Structured data is information compartmentalized in identifying rows and columns. Think an excel file, a spreadsheet. These can be used for multitudes of information gathering and analysis. The power of command line structured data involves a few important things. First, tallies and bits of information can be collected and organized from text in an automated manner. Second, in computer science, linear algebra words in structured data-like ways. In the realm of mathematics, we can go beyond 2 dimensional structured data, and move into many dimensions.
Say I am working on a project where I need to compare and contrast a few different pieces of writing in different ways. Say, we want to measure a thinker’s letters by length, length of words, and some other metrics that imply a greater mastery of the language they’re writing in. By measuring them in different axes on a multi-dimensional plane, you can put them in multi-dimensional space. Using that, you can then measure the multi-dimensional distance to see if there is indeed a trend. This is actually similar technology to how facial recognition software works.
XML Parsing and Graph Visualization
This week covered two fairly different topics. The first is XML parsing. XML is a format for texts, which works like HTML with tags, but unlike HTML the tags are defined by the creator of the text. This allows you to create tags like <author> or <ID number> or other stuff that can help make a piece of text incredibly more searchable and parsable for a machine. I can extract that data from hundreds of files to collect them. The second thing we worked on was graphical visualizations. Using a text file, that we can manipulate with command line tools, we can build connected graphics to create webs of connections, perfect for analysing influence.
The Spider works as a searcher of information for you. You can program it to have a checklist of things it searches for, and it can move through web-pages to gather them. This is often the tool Google uses to index the Internet for their search engine. Spiders can automate the task of fishing through large collections of files and website to gather small bits of important information. It can store them in structured hierarchies that you can determine. One good example of this is the use of a spider to attach twitter users to their followers, to find networks of users following the same account.

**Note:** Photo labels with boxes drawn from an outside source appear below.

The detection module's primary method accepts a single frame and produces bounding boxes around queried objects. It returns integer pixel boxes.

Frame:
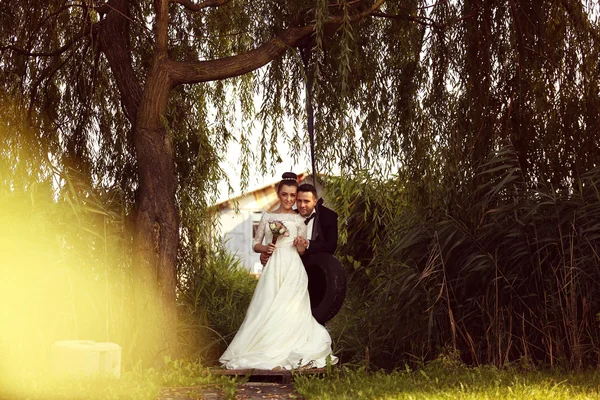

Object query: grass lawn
[0,361,600,400]
[295,366,600,400]
[0,361,241,400]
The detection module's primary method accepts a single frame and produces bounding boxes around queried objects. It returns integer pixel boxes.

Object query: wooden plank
[210,368,326,383]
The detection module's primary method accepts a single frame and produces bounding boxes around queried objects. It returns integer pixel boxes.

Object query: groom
[260,183,338,265]
[294,183,338,255]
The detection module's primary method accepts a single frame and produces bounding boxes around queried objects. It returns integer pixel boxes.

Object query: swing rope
[298,47,317,187]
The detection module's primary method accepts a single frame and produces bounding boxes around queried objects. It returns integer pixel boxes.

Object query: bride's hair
[277,172,298,193]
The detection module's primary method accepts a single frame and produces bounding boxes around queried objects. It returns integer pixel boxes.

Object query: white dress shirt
[306,210,316,240]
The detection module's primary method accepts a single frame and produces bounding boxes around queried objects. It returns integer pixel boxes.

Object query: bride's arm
[252,213,275,254]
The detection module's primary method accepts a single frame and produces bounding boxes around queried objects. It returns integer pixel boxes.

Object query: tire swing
[298,47,346,324]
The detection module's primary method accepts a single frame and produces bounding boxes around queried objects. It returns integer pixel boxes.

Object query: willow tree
[0,0,406,360]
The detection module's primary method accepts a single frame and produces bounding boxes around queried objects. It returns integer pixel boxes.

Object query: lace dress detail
[219,213,338,369]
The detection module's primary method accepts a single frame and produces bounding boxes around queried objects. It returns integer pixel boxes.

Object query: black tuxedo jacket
[304,199,338,255]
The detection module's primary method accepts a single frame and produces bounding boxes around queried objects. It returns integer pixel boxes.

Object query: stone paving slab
[157,382,304,400]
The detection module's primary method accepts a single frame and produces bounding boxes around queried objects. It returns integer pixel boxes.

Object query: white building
[216,174,307,274]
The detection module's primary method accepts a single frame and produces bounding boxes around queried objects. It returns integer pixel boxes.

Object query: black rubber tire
[302,253,346,324]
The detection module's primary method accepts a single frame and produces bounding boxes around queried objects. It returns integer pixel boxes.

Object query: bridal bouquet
[269,221,290,244]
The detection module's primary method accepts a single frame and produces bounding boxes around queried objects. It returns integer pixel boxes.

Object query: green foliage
[294,362,600,400]
[178,238,257,363]
[329,148,600,368]
[0,359,240,400]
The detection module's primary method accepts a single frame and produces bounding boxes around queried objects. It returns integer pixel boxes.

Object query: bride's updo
[277,172,298,193]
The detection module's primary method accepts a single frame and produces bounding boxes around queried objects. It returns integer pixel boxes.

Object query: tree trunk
[133,61,179,360]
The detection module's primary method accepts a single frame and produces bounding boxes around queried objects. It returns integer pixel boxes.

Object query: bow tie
[304,213,317,225]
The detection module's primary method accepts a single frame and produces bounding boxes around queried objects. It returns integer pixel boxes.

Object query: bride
[219,172,338,370]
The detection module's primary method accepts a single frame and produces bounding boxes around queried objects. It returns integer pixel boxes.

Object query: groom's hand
[260,253,271,267]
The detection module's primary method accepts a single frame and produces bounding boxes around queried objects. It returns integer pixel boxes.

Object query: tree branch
[154,0,169,58]
[0,26,91,57]
[169,0,386,86]
[169,0,231,12]
[373,12,443,28]
[372,7,479,29]
[96,0,143,126]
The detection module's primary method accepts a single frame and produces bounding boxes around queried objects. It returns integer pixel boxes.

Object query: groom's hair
[298,183,317,200]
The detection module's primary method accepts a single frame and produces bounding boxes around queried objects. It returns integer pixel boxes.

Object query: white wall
[219,209,262,273]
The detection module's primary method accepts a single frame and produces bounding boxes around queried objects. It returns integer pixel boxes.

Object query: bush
[329,149,600,368]
[178,242,257,363]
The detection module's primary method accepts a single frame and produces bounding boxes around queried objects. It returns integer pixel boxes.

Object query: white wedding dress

The spider will likely play a large role in my own research. The web is an infinitely vast place with endless amounts of data. To structure that for research I am doing, the simple looking through page on page can become a very tedious task. A spider set to look for particular things could be set loose on a website and find every single piece of data I am looking for and store it. Fox News search anyone?
Scrivener is a bit of an extracurricular tool I began using. The tool I am writing this on right now. It’s a word processor that can take an entire projects research, structure, and words into a single project file. It can break down writing to its smallest components and make first drafts much less daunting. I haven’t even begun to imagine the kinds of tools it has lurking around when I have time to play with it.
I will refer to an essay I wrote last week. Normally, I am fighting with the minimum word count for a paper. On this one I felt as if I was as well, but lo and behold, writing section on section made my ideas flesh out much better. I felt behind the entire time I was working on it, but the finished product was much better in organization and logic than anything I had written before. Much pride. Many words. Wow.
To zoom out, this new tool belt has opened a lot of doors for historians. As a historian of the 21st century, these tools are not only helpful, but necessary to weed through unmanageable masses of primary source data. It will play a large part of my current work, and hopefully my future studies as well.